Но Петрович не двигался с места.
- Ну, что ж тебе?
- Эх, батюшка Григорий Алексеич, - проговорил Петрович, вздыхая, - то ись, как я вас люблю... верите ли богу... я много произошел в своей жизни и много господ видал на своем веку... Вот и Василий Васильич Бочкаревский, знаете его? уж на что барин, - да нет, куда до вас, далеко! Все не то. Этакая счастливица наша барышня, в сорочке, видно, родилась, ей-богу!
- Это что значит? - сказал Григорий Алексеич, вскакивая с дивана.
Петрович немного смутился.
- Вы простите меня, Григорий Алексеич, то ись, может статься, я и глупое слово сказал, оно, может, вам и неприятно, что я примешал ваши сердечные чувствия, но ведь шила в мешке не утаишь, батюшка, ей-богу. Мы, то ись все, не иначе понимаем вас, как женихом Натальи Николавны, и радуемся этому! Ежеминутно, так сказать, бога благодарим...
Григорий Алексеич кусал губы от нетерпения и досады.
- И сама барышня, - продолжал Петрович, - ономнясь приходит в девичью... и я тут случился, знаете... и говорит: ну, девушки, говорит, будет вам работа... приданое, говорит, мне шить...
- Она сказала это? - вскрикнул Григорий Алексеич, бледнея и дрожа всем телом. - Ты лжешь!..
- Чего же вы, батюшка, гневаетесь-то? Убей меня бог. Вот тут и Палагея была, и Аннушка, и Матрена, всё живые люди. Спросите у них, коли мне не верите.
Петрович клялся и божился, но Григорий Алексеич не слыхал уже ничего и не видал.
У Григорья Алексеича помутилось в глазах; он в отчаянье бросился на диван, потом вскочил и начал бегать из угла в угол, бормоча сквозь зубы несвязные и отрывистые фразы:
- Прекрасно!.. приданое... девкам поверять свои тайны... это в духе деревенской барышни!.. Как это мило!
Наташа вдруг потеряла для него свое высокое значение и превратилась в пустую, ничтожную девочку.
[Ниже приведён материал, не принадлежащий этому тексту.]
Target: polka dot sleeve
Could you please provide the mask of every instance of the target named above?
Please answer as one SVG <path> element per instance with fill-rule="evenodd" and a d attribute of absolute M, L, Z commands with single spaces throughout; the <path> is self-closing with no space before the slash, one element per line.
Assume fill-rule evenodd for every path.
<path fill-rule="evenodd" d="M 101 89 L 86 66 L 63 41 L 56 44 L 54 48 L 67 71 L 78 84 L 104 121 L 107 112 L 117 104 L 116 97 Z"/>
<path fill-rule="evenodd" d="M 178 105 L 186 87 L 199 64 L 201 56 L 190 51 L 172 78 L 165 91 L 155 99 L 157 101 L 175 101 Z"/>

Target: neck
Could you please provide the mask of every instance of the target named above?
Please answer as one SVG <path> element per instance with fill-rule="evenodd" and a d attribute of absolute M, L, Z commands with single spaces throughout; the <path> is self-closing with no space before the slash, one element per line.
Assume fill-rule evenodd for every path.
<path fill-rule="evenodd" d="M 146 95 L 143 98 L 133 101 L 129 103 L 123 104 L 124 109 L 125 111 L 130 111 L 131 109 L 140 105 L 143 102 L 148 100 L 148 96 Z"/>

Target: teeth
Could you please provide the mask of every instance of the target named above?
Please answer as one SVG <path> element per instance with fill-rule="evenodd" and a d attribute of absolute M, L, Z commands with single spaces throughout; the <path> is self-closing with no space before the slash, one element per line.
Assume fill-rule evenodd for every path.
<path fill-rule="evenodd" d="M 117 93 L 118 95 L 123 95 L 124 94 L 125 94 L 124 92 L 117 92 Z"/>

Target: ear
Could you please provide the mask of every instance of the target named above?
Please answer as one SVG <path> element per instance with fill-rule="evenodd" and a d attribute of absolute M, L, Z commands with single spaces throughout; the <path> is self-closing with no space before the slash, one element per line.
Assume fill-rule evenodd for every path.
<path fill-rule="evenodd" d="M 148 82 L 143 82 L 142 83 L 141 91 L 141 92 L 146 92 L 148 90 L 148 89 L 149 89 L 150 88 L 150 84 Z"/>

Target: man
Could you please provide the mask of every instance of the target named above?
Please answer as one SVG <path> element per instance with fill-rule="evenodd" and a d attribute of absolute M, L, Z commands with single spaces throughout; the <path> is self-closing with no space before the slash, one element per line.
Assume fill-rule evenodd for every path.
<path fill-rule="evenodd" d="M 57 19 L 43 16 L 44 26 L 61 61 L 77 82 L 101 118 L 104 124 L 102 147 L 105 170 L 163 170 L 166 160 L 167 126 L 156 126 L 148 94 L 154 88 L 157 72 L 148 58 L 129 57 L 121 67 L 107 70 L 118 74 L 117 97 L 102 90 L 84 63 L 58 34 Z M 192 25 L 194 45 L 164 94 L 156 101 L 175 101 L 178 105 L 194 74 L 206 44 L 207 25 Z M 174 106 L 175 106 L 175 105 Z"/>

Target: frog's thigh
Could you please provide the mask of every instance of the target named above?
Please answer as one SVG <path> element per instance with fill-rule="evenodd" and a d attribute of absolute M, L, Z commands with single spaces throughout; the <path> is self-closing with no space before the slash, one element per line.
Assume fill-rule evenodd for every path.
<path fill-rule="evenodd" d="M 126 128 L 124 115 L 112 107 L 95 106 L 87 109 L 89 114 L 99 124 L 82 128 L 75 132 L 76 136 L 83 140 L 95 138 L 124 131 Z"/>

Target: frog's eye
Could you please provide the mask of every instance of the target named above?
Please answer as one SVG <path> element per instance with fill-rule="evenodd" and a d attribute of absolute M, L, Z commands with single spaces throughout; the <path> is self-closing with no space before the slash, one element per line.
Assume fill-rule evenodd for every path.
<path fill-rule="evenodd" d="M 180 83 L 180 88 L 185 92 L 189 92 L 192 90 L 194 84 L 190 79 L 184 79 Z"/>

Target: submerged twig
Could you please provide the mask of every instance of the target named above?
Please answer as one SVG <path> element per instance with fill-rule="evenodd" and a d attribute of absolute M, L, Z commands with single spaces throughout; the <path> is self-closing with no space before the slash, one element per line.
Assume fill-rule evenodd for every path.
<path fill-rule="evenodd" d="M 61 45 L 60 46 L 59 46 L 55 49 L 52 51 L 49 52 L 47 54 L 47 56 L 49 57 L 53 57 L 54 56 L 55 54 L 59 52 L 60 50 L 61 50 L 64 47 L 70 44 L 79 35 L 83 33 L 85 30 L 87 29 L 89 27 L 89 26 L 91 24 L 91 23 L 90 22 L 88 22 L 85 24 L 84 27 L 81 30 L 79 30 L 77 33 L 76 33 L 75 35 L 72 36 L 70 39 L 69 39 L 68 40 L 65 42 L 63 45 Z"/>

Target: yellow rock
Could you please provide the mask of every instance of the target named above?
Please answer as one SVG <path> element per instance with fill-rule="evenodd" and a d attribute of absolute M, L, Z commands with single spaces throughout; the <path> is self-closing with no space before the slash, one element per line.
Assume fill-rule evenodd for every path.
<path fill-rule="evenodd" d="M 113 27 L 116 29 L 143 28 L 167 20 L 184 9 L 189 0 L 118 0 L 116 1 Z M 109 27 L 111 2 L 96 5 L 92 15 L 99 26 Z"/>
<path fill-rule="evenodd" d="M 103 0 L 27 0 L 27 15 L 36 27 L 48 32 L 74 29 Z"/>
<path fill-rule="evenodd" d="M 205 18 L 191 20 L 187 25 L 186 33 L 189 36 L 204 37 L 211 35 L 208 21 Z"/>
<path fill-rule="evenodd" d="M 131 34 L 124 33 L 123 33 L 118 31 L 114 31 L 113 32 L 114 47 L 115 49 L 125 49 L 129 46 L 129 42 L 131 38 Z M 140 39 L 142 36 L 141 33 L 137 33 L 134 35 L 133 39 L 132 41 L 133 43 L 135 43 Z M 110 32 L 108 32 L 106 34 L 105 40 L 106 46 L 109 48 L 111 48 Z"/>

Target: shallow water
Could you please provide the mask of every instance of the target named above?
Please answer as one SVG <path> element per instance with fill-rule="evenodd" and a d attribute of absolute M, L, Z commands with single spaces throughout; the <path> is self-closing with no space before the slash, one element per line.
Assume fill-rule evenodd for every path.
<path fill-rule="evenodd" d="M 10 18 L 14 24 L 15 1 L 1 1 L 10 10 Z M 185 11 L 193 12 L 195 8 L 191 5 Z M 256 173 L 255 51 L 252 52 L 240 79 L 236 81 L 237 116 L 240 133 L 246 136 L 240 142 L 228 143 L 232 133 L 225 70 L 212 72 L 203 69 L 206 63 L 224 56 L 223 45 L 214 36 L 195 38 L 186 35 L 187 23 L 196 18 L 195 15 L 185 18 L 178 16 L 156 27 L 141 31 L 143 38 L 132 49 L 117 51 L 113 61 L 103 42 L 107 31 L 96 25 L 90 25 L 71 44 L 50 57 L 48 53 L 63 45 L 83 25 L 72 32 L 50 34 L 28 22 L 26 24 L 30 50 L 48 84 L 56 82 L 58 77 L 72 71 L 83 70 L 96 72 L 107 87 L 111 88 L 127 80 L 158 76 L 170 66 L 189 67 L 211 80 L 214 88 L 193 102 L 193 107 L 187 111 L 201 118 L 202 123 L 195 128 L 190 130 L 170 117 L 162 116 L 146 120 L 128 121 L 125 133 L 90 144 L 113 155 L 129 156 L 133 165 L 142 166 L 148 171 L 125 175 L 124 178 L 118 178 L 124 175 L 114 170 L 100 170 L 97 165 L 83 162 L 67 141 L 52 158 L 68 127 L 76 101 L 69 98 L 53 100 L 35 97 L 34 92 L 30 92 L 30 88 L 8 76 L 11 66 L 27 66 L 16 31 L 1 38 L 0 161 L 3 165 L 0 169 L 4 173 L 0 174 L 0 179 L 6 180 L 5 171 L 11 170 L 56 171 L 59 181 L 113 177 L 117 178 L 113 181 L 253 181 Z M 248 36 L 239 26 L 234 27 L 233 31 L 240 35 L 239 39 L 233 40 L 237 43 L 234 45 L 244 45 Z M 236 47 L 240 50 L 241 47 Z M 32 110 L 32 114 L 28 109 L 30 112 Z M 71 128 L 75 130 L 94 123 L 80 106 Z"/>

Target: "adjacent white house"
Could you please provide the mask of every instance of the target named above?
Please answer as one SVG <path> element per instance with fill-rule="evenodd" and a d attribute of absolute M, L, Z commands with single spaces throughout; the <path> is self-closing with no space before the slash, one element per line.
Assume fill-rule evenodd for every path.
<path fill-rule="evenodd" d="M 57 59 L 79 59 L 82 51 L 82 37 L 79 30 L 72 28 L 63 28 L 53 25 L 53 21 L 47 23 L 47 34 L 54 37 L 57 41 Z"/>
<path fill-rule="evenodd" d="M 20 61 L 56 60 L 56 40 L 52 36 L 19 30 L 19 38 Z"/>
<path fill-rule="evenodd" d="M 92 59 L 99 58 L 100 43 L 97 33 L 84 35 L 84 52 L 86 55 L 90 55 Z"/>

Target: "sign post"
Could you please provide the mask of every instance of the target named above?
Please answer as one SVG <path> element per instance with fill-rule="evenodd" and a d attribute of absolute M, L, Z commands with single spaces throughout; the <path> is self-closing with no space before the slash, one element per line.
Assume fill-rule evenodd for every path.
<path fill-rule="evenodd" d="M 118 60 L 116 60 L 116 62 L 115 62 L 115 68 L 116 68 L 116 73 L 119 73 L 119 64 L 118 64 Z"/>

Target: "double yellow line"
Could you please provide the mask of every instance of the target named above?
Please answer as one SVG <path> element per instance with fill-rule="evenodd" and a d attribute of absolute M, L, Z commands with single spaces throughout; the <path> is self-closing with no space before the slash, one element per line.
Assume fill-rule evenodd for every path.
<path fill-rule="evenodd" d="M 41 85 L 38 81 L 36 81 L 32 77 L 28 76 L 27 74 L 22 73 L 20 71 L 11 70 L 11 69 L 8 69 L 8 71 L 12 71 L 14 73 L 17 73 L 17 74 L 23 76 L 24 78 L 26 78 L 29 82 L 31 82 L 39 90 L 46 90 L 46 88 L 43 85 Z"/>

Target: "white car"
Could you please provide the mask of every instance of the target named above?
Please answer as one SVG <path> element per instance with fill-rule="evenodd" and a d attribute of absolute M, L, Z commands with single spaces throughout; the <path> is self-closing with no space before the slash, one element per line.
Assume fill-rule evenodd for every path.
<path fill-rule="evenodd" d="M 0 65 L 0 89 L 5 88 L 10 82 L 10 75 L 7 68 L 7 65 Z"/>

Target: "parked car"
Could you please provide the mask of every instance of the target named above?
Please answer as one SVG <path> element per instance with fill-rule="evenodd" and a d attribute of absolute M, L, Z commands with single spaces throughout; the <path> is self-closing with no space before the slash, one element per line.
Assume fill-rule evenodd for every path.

"И я допустил себя так глупо увлечься ею! - думал он, - и я мог вообразить, что она оторвалась от грязной и гадкой действительности, в которой родилась и выросла! Это сумасбродство, нелепость! Сергей Александрыч прав; он ничем не увлекается; он смотрит на вещи просто, положительно, и потому у него взгляд бывает часто яснее и вернее моего. И может ли она любить, может ли она понимать любовь в ее святом, в ее высоком значении, когда она уж теперь начинает хлопотать о приданом и рассуждает об этом со своими девками? Ей просто хочется выйти замуж, женихов нет, а я, дурак, тут кстати подвернулся, - она и расплылась передо мною и начала сентиментальничать..."
Григорий Алексеич целый вечер дулся, не говорил с Наташей ни слова и едва отвечал на ее вопросы. Ночь провел он беспокойно, проснулся ранее обыкновенного и оделся наскоро, чтобы идти гулять. Он боялся встретить кого-нибудь, особенно Сергея Александрыча, потому что чувствовал потребность быть один, потому что не хотел, чтобы кто-нибудь заметил его страдания. Григорий Алексеич вышел на крыльцо. Утро было теплое, небо было подернуто тонкими и бледными облаками. Роса крупными матовыми каплями лежала на листках бузинных кустов, разросшихся на дворе у самого дома; луг перед домом только что был скошен, и воздух напитан запахом травы... На крыльце, прислонясь к колонне, стояла Наташа; глаза ее были красны, и веки распухли.
Григорий Алексеич увидел ее и хотел вернуться назад, но уже было поздно. Наташа обернулась к нему. Григорий Алексеич сухо поклонился ей, остановился в раздумье и не знал, что делать. Встреча была с обеих сторон неожиданна. Ни Григорий Алексеич, ни Наташа несколько минут не знали, что сказать друг другу.
- Какое прекрасное утро, - произнесла наконец Наташа в замешательстве.
- Да, - отвечал Григорий Алексеич рассеянно и не глядя на нее.
- Отчего вы так рано встали сегодня? - спросила она.
Григорий Алексеич не отвечал ни слова. Наташа повторила свой вопрос.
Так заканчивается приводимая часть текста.